No dia 20 de Agosto de 2013 o Relator do Projeto, o Senador Pedro Taques, apresentou à Comissão Temporária de Reforma do Código Penal, seu Relatório a respeito das proposições, juntamente com um Substitutivo do Projeto.
Dentre as alterações propostas no Substitutivo, analisaremos as que dizem respeito aos Crimes Contra a Honra e sua relação com o Direito Digital.

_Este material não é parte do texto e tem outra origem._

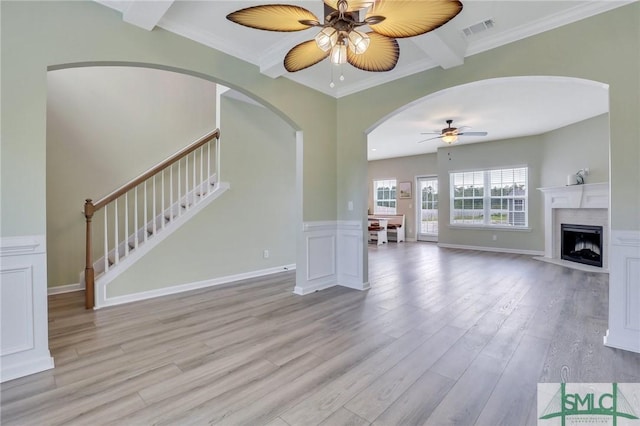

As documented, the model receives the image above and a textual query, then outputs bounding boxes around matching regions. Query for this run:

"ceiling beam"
[122,0,173,31]
[412,25,468,69]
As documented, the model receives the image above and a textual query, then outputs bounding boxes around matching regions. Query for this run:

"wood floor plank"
[373,371,454,426]
[344,326,466,422]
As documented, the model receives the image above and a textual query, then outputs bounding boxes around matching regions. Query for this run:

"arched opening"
[47,63,302,300]
[367,76,610,272]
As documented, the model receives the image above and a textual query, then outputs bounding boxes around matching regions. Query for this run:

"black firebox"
[560,223,603,268]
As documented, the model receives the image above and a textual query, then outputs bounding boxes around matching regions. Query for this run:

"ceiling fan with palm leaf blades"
[418,120,488,145]
[227,0,462,76]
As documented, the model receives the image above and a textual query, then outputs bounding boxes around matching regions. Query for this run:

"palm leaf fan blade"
[284,40,330,72]
[347,32,400,72]
[227,4,318,32]
[367,0,462,38]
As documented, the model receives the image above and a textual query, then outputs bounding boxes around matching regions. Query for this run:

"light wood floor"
[1,243,640,426]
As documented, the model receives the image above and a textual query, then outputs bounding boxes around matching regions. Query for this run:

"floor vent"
[462,18,496,37]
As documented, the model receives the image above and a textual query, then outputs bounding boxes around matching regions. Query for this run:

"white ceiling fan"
[418,120,488,145]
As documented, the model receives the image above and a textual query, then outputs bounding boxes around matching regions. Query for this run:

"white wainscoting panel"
[0,235,53,382]
[293,221,337,295]
[293,221,369,295]
[337,221,370,290]
[604,230,640,353]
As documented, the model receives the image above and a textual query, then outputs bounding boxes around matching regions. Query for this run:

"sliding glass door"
[416,176,438,241]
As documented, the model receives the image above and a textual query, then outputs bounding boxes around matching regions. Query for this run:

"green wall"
[338,3,640,250]
[0,1,337,240]
[367,114,609,251]
[46,67,216,287]
[107,97,296,297]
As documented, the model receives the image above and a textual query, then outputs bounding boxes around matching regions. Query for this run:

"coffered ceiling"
[96,0,634,160]
[98,0,629,97]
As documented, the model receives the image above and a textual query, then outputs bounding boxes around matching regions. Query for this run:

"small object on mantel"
[567,167,589,186]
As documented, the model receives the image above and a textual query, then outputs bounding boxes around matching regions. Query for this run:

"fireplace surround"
[537,182,609,273]
[560,223,604,268]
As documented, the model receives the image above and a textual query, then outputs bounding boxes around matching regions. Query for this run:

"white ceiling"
[96,0,624,159]
[368,77,609,160]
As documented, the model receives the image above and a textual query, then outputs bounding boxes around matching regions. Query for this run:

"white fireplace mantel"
[538,182,609,212]
[538,182,609,272]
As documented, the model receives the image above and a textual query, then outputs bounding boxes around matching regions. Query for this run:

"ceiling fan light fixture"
[315,27,338,52]
[331,40,347,65]
[348,30,371,55]
[442,132,458,144]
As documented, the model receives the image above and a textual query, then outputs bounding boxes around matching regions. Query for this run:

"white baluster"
[142,180,149,243]
[113,198,120,265]
[104,205,109,272]
[207,141,211,190]
[160,170,166,229]
[124,192,129,257]
[133,186,138,248]
[178,160,182,216]
[169,164,174,222]
[151,175,157,236]
[191,151,198,205]
[198,146,207,200]
[216,138,222,182]
[184,155,189,211]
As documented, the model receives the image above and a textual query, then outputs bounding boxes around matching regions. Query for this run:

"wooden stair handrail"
[84,129,220,309]
[93,129,220,211]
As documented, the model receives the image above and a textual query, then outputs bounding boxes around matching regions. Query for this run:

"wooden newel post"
[84,198,95,309]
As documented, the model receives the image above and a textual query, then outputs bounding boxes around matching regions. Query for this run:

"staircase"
[80,129,229,309]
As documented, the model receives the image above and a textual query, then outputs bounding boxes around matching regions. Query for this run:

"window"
[450,167,528,228]
[373,179,396,214]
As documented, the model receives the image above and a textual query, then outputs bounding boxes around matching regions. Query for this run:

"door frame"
[414,174,440,242]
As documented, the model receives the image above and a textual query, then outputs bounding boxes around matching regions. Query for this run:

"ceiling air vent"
[462,18,496,37]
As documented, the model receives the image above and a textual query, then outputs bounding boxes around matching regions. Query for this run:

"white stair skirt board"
[90,173,219,278]
[96,264,296,309]
[0,235,53,382]
[604,229,640,353]
[47,282,84,296]
[91,182,230,308]
[438,243,544,256]
[293,221,369,295]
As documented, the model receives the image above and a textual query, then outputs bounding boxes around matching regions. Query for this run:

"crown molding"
[465,0,637,56]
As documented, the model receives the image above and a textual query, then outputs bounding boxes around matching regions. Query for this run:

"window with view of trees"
[450,167,528,227]
[373,179,396,214]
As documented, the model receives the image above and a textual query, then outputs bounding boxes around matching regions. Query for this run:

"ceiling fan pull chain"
[329,64,336,89]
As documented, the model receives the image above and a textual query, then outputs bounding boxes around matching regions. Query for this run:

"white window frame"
[449,166,530,230]
[372,178,398,214]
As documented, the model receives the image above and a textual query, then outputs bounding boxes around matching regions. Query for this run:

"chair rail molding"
[0,235,53,382]
[604,230,640,353]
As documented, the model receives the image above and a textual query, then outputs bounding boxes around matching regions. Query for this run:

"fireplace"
[560,223,604,268]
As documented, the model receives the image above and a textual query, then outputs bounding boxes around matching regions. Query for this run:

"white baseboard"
[47,283,84,296]
[0,355,54,383]
[94,264,296,309]
[438,243,544,256]
[293,277,336,296]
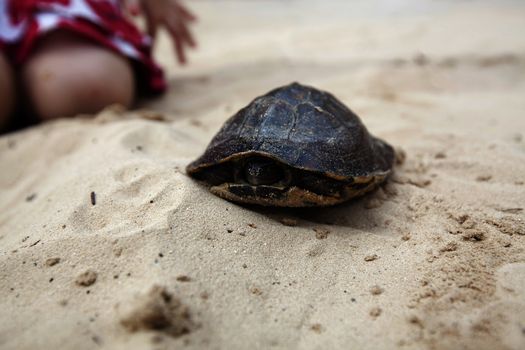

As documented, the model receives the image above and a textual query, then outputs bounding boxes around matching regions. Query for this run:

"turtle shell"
[187,83,394,205]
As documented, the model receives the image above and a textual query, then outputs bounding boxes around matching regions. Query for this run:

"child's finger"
[169,27,186,64]
[179,23,197,47]
[175,2,197,22]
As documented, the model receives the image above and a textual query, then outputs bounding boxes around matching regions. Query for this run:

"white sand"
[0,1,525,350]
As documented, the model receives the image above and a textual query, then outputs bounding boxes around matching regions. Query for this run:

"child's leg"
[0,52,15,130]
[22,31,135,119]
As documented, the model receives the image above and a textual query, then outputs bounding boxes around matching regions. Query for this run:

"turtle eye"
[244,158,284,186]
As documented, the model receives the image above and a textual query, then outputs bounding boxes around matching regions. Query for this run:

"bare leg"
[0,52,15,130]
[22,31,135,120]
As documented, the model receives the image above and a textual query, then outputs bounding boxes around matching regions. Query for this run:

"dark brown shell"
[187,83,394,180]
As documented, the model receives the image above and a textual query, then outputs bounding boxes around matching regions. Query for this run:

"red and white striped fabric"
[0,0,166,93]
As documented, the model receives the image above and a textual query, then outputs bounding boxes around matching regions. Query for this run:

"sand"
[0,1,525,350]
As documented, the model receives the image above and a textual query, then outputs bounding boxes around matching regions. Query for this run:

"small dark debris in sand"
[370,285,385,295]
[250,287,262,295]
[120,285,197,338]
[439,242,458,253]
[45,258,60,266]
[75,270,98,287]
[176,275,191,282]
[26,193,36,202]
[280,218,298,226]
[476,175,492,182]
[485,216,525,236]
[365,254,379,261]
[408,315,424,328]
[314,228,330,239]
[29,239,41,247]
[494,207,523,214]
[461,230,485,242]
[434,152,447,159]
[139,111,166,122]
[113,247,123,258]
[365,198,383,209]
[369,307,383,318]
[310,323,323,333]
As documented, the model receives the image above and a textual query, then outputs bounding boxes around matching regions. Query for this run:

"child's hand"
[124,0,197,64]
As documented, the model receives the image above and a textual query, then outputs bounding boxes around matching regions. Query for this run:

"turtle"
[186,82,395,207]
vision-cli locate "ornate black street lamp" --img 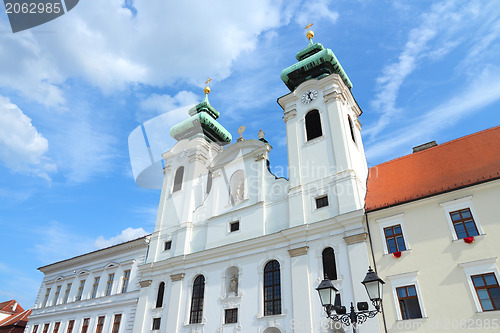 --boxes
[316,267,385,333]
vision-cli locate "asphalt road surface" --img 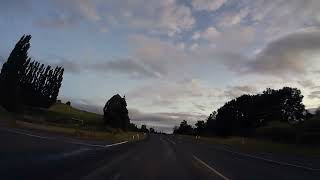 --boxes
[0,128,320,180]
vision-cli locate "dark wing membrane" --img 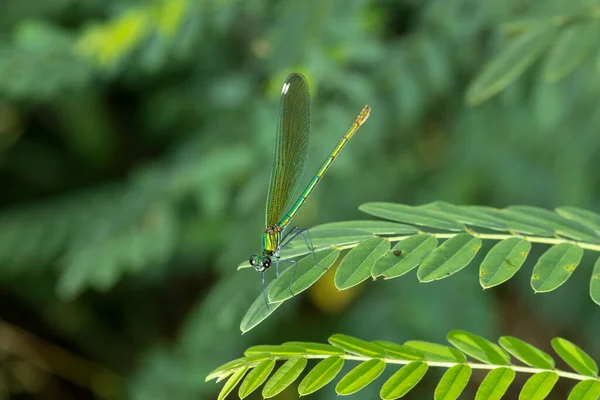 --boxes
[266,74,310,227]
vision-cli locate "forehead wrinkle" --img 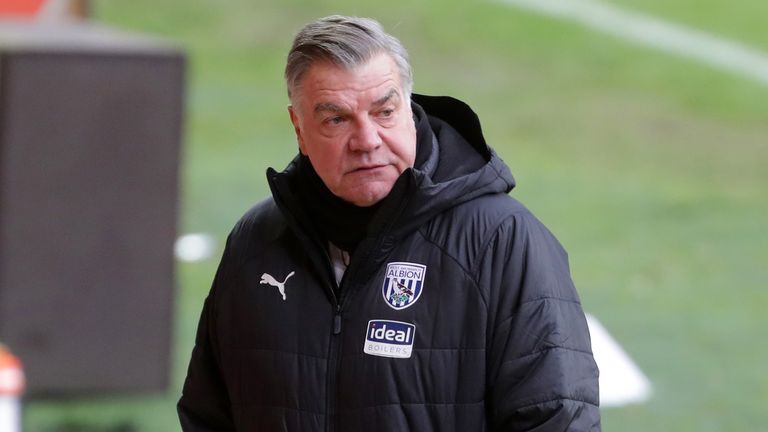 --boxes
[372,88,400,106]
[314,102,344,114]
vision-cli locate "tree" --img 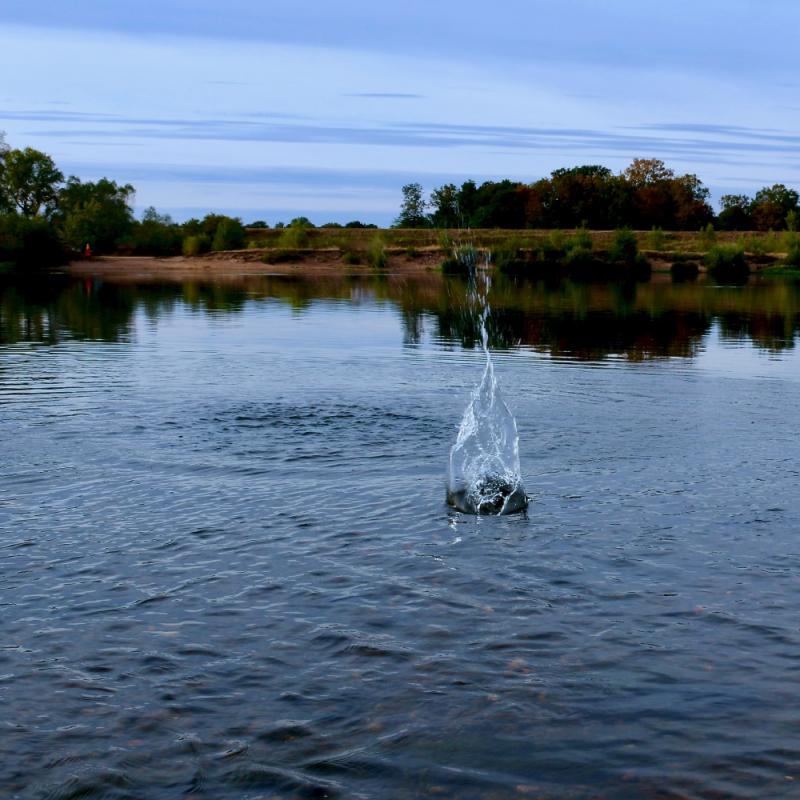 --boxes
[55,176,134,253]
[394,183,429,228]
[211,217,245,250]
[0,147,64,217]
[622,158,675,189]
[717,194,754,231]
[430,183,460,228]
[752,183,800,231]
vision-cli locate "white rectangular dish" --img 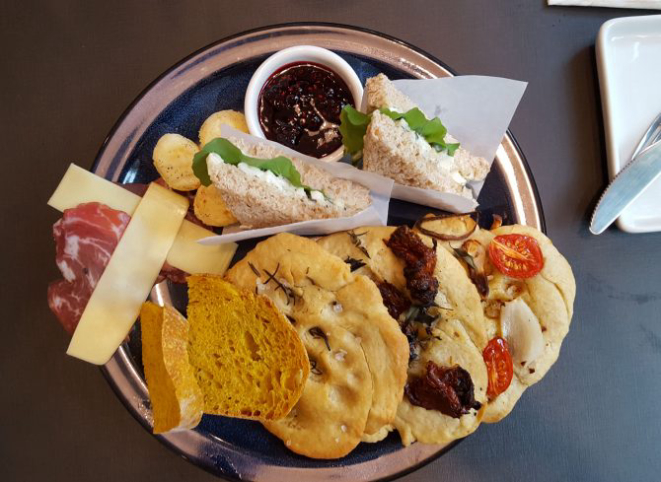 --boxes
[597,15,661,233]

Há muito se fala do aumento do potencial lesivo do crime contra a honra na Era Digital, pois atualmente a capacidade de propagação de uma ofensa, por exemplo, foi elevada à enésima potência, uma vez que seu compartilhamento em redes sociais pode fazer com que a informação chegue a pessoas do outro lado do mundo em poucos segundos. Dessa forma, trata-se de ocorrência que traz grande sofrimento à vítima, que tem sua honra lesada em um mundo sem fronteiras físicas e no qual o direito ao esquecimento parece não existir, fazendo com que dificilmente consiga reparar os danos advindos de tal delito.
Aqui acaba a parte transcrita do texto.